A Globe review of the Patricks' finances earlier this year showed that while Patrick has accumulated significant resources through his corporate work, he and his wife have also taken on significant debt. Since they first bought the Milton property in 1989, they have taken out 10 mortgages on the property, sometimes accumulating three at the same time.

In 2002, shortly after he went to work for Coke, Patrick bought a condo in Atlanta with a SunTrust mortgage that covered 96 percent of the $765,000 purchase price. That property has since been sold. The same bank provided them with a mortgage in 2002 for 94 percent of the purchase price for a $472,000 parcel in Richmond in Berkshire County.
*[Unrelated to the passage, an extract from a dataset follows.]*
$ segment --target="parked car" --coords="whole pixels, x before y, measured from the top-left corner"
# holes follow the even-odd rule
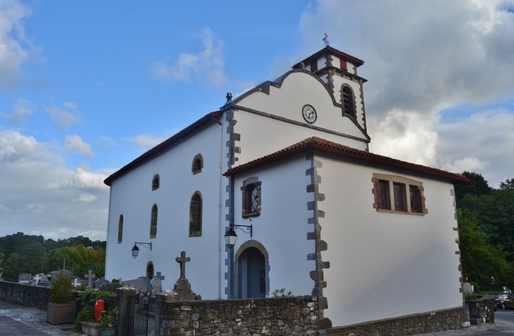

That mortgage has since been discharged.

This year, the Patricks received a $4 million mortgage to complete the construction of the Berkshire property, where they built an 18-room, 10,000-square-foot house.

The couple's mortgage payments in interest alone are currently about $325,000 a year.

Patrick has said he and his wife, a law partner at Ropes & Gray, can meet the loan obligations if he is elected governor, a post that pays $135,000 a year.

``We looked hard at the financial implications of dedicating ourselves full time to public service and planned accordingly," Patrick said in a statement. ``Through hard work, great opportunities, and continued blessings, we are in a wonderful financial position today to make this leap."

(Correction: Because of a reporting error, a story on Deval Patrick's mortgage in yesterday's City & Region section misstated the number of rooms in Patrick's vacation home in the Berkshires. The house and a connected carriage house will have 13 rooms and seven bathrooms.)